AI Autonomous Governance Factory: Concept, Architecture, and Launch Pathway
DOI:
https://doi.org/10.31224/7440Keywords:
AI Autonomous Governance Factory, intelligent manufacturing, reconfigurable manufacturing systems, natural language script-based motion control, autonomous decision-making, dual-track architecture, AI governance, Industry 5.0Abstract
Manufacturing is undergoing a paradigm shift from automation to autonomization. Existing concepts such as “lights-out factories” and “unmanned factories” have yet to systematically address the fundamental question: where does a factory’s autonomous capability originate, and who governs it? This paper proposes the concept of the AI Autonomous Governance Factory (AI-AGF), defining its core as an AI system that autonomously completes the full cycle of perception, decision-making, and execution without human intervention, while systematically governing its own objectives, rules, boundaries, and risks. The paper addresses three core propositions: the inevitability argument, the dual-track architecture design, and the four-stage launch pathway.
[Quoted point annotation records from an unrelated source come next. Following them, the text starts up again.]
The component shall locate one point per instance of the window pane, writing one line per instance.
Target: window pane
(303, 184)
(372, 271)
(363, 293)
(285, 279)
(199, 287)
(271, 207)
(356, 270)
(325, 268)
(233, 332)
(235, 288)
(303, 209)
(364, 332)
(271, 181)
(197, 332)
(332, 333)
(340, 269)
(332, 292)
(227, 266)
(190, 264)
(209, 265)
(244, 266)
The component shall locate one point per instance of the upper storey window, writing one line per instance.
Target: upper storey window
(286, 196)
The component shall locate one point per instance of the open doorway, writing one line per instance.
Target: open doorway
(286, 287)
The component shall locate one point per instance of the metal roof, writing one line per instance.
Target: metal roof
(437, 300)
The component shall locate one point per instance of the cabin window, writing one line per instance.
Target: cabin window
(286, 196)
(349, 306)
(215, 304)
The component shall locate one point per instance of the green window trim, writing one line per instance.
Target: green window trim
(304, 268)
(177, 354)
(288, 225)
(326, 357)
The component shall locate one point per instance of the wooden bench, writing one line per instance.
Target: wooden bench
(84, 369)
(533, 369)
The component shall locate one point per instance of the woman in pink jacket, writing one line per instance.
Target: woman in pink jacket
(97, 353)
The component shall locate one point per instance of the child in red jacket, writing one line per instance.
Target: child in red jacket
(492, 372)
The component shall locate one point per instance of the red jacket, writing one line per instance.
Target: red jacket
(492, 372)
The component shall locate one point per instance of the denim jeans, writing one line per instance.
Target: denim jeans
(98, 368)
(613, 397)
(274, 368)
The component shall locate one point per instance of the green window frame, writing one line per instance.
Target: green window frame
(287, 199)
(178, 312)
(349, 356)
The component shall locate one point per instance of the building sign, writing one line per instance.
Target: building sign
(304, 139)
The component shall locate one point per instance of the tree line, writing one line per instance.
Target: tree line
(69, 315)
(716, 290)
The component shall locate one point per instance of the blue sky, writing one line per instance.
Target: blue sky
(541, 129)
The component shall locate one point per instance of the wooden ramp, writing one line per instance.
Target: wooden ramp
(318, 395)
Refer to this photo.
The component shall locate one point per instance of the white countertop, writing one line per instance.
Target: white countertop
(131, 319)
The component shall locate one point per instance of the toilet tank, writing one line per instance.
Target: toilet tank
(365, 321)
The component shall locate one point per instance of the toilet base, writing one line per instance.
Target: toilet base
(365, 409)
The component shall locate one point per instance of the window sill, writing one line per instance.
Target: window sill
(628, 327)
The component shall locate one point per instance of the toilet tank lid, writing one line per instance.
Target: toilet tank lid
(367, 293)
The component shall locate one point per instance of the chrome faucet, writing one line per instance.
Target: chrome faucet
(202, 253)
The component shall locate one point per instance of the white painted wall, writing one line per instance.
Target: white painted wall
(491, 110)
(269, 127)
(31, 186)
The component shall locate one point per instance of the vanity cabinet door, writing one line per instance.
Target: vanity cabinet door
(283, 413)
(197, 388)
The dual-track architecture consists of the Universal Production Line (UPL) and the Standard Production Line (SPL): the UPL undertakes equipment self-supply and product prototyping, while the SPL handles high-volume production. Both tracks are coordinated by an AI governance layer, forming a physical closed loop of “equipment producing equipment.” The four-dimensional governance framework imposes systematic constraints on AI decision-making across four dimensions—objectives, rules, boundaries, and risks—advancing manufacturing governance from asset-centric to governance-centric, and engaging in structural dialogue with three industrial standards: IEC 62264, RAMI 4.0, and ISO 55000. Unlike existing research that prioritizes the technical dimension, this paper’s distinctive contribution lies in elevating “governance” to an analytical dimension of equal importance to “autonomy”: an AI system must not only make autonomous decisions but also exercise systematic self-constraint and risk control over its own decision logic. Based on the above analysis, this paper presents four operational criteria for AI-AGF (C1–C4), a dual-track architecture blueprint, a four-dimensional governance framework, and a four-stage quantified progressive roadmap. This paper is a prospective review, with its argumentative force deriving from logical coherence, literature support, and systematic engagement with competing hypotheses.